Sunday 19 August 2012

HUMDRUM


For some strange reason, when I woke up today, I wanted to write something bland, something banal, something that summed up the sense of the mundane and the humdrum that I feel has been infecting Lesser Blogfordshire during these past few weeks.

“Aha!” you may be thinking “So, no change there then!” and, if you did have that spiteful thought, I forgive you. After all, it’s nothing other than an absolute truth…

You see, I woke up once again and the mental cupboard was bare. It was with a heavy heart and a sense of impending dread that I dragged my weary but wakeful carcass towards the keyboard, dragging my feet reluctantly across the carpet and hitting that button that brings another day of life to the computer that I dance my merry word dance with each morning.

“Today” I thought, “I shall fail you…”

For the mind could not detect a spark. As I was lying awake in the darkness just before the dawn I did think that I had something which I remember mentally moulding into some form of coherent structure, but I think that I must have dozed off again because when I next resurfaced from the realm of morpheus, there was nothing there. That string of thought had slipped from between my fingers and there was only a slightly disconcerting sense of having had a lost thought which I might never find again…

“It’ll come to me…” I thought, “Just as soon as I hit that keyboard I’ll find the loose end of that thread and pull it…” but it didn’t, so I can’t.

I did, however, find a note which I had written to myself recently. A reminder. A topic. A trigger for some more dazzling literary brilliance perhaps or, as is more usually the case, another set of desperate ramblings spewed out to keep the dreaded “block” at bay…

The note just said one word: “Humdrum” and I don’t know what it was that I was thinking about when I wrote it down to mull over later.

It is just possible that I had come to the conclusion that everything in my life was pretty humdrum, that it was an act of ridiculous arrogance to even consider that anything I did was even remotely interesting enough to be able to write something about each and every day and I should just accept the inevitable conclusion that my life is humdrum, my words are humdrum and, indeed, so am I…

Perhaps I wrote it down during a particularly monotonous morning at work when I was allowing my life to drift beyond the four walls of the concrete box and I had a revelation that life within those walls seemed very mundane in comparison…? Maybe it was just a random doodle, a scribble made as I was talking on the telephone or just the tiniest bit of reality creeping into my subconscious bucketful of wishful thinking.

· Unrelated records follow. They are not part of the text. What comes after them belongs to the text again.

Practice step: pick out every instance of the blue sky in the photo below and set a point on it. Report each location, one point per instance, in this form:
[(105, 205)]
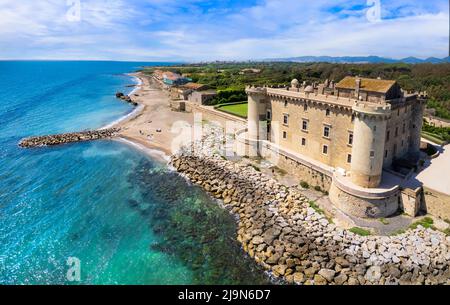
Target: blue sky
[(195, 30)]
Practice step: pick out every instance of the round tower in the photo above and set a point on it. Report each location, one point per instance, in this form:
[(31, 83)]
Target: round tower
[(369, 137), (416, 122)]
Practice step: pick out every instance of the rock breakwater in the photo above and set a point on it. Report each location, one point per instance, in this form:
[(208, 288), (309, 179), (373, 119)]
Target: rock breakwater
[(64, 138), (125, 98), (278, 228)]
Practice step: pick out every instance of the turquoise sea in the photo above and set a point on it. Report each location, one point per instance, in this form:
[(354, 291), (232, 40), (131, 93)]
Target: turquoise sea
[(125, 217)]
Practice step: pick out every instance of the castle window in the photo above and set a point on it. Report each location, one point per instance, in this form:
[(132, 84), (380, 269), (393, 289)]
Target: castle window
[(326, 131), (350, 138), (305, 125)]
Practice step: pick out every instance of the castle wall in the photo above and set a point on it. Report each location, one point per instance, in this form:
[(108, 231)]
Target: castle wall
[(339, 121), (363, 207), (369, 132), (437, 204)]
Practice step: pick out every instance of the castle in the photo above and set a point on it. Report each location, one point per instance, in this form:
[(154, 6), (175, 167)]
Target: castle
[(361, 136)]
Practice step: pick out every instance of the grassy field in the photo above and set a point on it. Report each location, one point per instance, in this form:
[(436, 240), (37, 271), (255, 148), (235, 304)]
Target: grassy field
[(239, 110), (433, 138)]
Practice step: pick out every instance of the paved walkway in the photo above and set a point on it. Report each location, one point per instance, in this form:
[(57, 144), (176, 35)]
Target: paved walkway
[(437, 172)]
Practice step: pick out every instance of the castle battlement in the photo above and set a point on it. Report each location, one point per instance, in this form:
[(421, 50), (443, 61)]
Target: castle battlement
[(359, 126)]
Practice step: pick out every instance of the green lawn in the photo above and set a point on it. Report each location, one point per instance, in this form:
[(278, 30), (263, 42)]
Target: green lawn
[(433, 138), (237, 109)]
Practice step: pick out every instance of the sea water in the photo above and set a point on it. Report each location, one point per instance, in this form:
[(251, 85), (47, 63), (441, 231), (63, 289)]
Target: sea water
[(102, 210)]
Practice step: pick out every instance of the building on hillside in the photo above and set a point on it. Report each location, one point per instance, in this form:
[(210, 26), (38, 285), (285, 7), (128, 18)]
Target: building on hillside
[(362, 135), (202, 97), (169, 78), (249, 71), (183, 91)]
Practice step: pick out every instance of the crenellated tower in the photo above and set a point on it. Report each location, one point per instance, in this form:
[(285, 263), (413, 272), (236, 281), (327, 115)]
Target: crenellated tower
[(369, 136)]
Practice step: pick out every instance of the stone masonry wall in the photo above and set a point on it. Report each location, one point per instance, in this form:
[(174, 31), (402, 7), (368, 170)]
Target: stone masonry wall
[(276, 226)]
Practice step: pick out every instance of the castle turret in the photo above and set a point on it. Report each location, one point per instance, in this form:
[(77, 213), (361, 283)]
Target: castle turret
[(369, 135), (416, 127)]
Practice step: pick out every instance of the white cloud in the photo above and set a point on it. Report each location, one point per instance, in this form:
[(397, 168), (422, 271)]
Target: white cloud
[(163, 29)]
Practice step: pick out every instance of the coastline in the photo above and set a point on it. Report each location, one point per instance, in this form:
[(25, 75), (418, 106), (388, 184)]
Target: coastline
[(149, 125)]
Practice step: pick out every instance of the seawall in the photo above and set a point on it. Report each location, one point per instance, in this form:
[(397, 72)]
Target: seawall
[(64, 138), (277, 227)]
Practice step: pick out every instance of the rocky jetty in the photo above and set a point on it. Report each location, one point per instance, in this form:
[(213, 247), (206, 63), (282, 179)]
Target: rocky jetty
[(64, 138), (125, 98), (278, 228)]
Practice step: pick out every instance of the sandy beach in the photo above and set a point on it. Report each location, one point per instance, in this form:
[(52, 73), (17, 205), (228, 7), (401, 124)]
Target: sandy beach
[(150, 124)]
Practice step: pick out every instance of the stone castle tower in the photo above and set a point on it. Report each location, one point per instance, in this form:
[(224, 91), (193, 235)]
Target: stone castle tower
[(369, 136)]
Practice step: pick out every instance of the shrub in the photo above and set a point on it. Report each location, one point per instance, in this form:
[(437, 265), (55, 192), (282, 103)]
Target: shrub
[(316, 208), (426, 222)]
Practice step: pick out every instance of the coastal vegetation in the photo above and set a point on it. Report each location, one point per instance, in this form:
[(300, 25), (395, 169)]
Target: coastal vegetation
[(431, 78), (238, 109), (360, 231), (436, 134)]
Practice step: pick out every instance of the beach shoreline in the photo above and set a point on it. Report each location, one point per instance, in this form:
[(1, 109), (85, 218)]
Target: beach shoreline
[(149, 125)]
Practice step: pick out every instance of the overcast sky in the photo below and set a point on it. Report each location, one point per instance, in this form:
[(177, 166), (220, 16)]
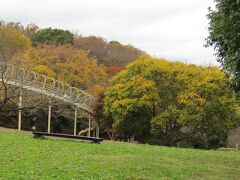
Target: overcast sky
[(173, 29)]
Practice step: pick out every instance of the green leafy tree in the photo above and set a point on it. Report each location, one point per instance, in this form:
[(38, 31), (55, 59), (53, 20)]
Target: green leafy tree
[(52, 37), (224, 29)]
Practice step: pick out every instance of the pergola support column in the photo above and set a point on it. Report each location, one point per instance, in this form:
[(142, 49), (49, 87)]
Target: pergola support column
[(49, 117), (97, 131), (89, 126), (75, 122), (20, 111)]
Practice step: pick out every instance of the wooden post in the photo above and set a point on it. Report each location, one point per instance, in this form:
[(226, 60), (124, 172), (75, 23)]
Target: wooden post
[(89, 126), (97, 131), (75, 122), (49, 117), (20, 111), (237, 146)]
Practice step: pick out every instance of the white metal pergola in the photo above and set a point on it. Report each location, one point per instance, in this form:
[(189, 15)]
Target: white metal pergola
[(54, 89)]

Inevitably it was back to my own words that I drifted upon finding that ever-so-slightly damning one-word condemnation of my entire existence. When I compare and contrast my own outpourings with the flights of fantasy and imagination of others, I always find them wanting, and always, upon making that comparison I find myself feeling humdrum and the words themselves no longer seem worthy of flagging up to others as a possible source of interest.

After all, whilst I may have found a way of automating the scheduling of my words so that I don’t have to be actually be here to publish them, I can’t find a way of doing the same when I add the links to them in TwitWorld or FizzBok. Such self-publicity requires a more direct and manual approach and sometimes – more often than not to be perfectly honest with you - I read through them and think that they are not worthy of being exposed to such ridicule, and I decide not to bother.

Then I usually think “What the hell…?” and change my mind and “publish and be damned” anyway. Except when I don’t, of course, which is usually a symptomatic clue that another cloud of darkness is about to encompass me and the sheer pointlessness of talking about things that are so very banal and humdrum is going to strike me once more and a whole new internal dance of the “What’s the bloody point?” Tango is about to unfold inside me.

So it was this morning, when the nothingness started to overwhelm the somethingness. I genuinely believed that I really couldn’t see the point of it all again, but, luckily, something else was already written and had already been published and all that I really had to do was post the links on the external “social networking” sites and I could go away and not think about it any more.

That’s when I found out that, after years of avoiding the option, my FizzBok account had finally been selected to be “Timelined” and suddenly I found that I had something to do. Suddenly it was imperative that I waded through two years of my nonsense and removed all of the frippery and pointlessness and less than wise comments from my personal history, so that kept me busy, and, incidentally, inspired this particular posting.

After all, if you really want to find out how humdrum your life has been, there’s no better eye-opener than looking through your Timeline over a couple of years on Fizzbook to confirm it.

1 comment:

  1. "Humdrum" sounds boring, and that turns out to be the key to the origin of "humdrum." It's what linguists call a "reduplication," or a rhyming memory aid (Mnemonic... see how Humdrum my existence is? I have to find out the origins of random words just to get by.